Wednesday, February 27, 2008


I received an SMS. ‘It’ asked me to recite a couple of lines softly that stated that I believed in a certain saint. Further it asked me to forward that SMS to eleven others. If I did so, I would see a miracle by night. For a change it did not threaten with dire consequences if I did not forward it.

Since the sender is a dear friend of mine, I called him up and told him that I was not sending the SMS further. He being what he is, a dear old friend, understood.

Then I told him that if all the recipients of the original forwarded it and the subsequent eleven also further down without a break, the only miracles that would be seen were at the cash registers of the mobile telephone operators and that I was not interested in creating miracles for them. I did not want to send them “laughing all the way to the bank.”

The reason for not naming the saint in this post is that I have a lot of respect for him as a man. Humane. If the SMS had said that if I did not forward it, something unspeakable would happen, it would not have made sense. I am glad. The saint was the farthest a man could be from malevolence.

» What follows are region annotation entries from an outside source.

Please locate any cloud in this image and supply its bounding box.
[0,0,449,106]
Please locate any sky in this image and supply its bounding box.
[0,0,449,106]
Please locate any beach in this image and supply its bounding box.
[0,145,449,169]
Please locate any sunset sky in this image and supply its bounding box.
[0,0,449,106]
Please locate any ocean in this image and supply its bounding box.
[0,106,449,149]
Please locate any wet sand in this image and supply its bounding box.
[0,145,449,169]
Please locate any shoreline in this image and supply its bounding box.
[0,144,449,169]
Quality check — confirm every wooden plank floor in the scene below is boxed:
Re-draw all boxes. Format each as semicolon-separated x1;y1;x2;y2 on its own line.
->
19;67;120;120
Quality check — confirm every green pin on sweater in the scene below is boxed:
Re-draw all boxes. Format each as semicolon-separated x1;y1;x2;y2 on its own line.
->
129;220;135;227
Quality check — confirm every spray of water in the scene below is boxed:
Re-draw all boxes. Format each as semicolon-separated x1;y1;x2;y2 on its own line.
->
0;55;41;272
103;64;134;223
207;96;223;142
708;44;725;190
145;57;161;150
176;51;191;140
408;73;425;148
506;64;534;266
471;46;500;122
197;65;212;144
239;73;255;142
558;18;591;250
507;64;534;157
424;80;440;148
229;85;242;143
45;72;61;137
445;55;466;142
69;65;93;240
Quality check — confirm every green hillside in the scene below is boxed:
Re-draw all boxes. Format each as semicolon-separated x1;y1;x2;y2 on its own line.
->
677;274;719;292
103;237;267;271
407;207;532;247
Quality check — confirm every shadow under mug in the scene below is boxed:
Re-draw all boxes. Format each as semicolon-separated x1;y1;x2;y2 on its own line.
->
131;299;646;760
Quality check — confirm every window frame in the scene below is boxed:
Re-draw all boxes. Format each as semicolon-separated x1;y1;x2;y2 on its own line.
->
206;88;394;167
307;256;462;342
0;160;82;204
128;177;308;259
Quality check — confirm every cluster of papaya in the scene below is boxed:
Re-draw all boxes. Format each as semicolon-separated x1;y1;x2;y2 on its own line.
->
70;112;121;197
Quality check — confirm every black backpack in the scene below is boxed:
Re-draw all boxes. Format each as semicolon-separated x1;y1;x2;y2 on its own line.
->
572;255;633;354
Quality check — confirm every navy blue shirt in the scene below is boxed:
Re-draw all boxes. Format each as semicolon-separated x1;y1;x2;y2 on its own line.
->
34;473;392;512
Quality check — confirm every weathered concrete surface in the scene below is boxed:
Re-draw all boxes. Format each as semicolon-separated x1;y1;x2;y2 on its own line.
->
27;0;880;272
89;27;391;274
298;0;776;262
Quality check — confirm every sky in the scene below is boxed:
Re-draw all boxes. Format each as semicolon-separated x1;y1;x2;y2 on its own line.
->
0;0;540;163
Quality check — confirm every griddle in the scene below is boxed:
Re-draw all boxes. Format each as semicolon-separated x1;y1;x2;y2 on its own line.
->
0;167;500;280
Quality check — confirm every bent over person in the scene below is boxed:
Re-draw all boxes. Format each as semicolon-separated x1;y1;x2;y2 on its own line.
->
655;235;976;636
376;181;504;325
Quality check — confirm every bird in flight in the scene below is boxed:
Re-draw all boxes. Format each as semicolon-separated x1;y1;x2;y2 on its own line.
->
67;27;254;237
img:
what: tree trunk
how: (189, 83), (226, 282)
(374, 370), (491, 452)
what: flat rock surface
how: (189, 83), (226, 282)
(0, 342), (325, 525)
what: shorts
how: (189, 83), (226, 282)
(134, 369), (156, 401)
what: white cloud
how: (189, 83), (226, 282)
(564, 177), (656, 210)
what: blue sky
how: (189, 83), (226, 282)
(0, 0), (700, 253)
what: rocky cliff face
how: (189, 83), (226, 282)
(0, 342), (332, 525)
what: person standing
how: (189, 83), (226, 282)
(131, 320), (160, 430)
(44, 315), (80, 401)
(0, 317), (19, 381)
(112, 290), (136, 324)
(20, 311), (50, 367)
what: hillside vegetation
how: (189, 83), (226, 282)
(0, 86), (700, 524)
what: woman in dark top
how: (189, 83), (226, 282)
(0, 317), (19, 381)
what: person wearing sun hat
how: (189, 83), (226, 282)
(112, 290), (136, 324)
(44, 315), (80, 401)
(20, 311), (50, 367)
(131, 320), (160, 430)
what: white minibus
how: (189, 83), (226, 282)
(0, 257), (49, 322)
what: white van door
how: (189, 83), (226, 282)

  1. Oh, I've strictly told my friends not to send such messages. they only send Urdu poetry and stuff.

  2. Ofcourse I need not tell you that I strictly do not forward such emails and messages. Mostly I ignore it. But occasionally when a friend sends an email with "please forward this so that aol will donate 1 cent to the child" or similar, I google it out of one of the 'hoax busters' or 'urban myths' sites and send it as a reply(all).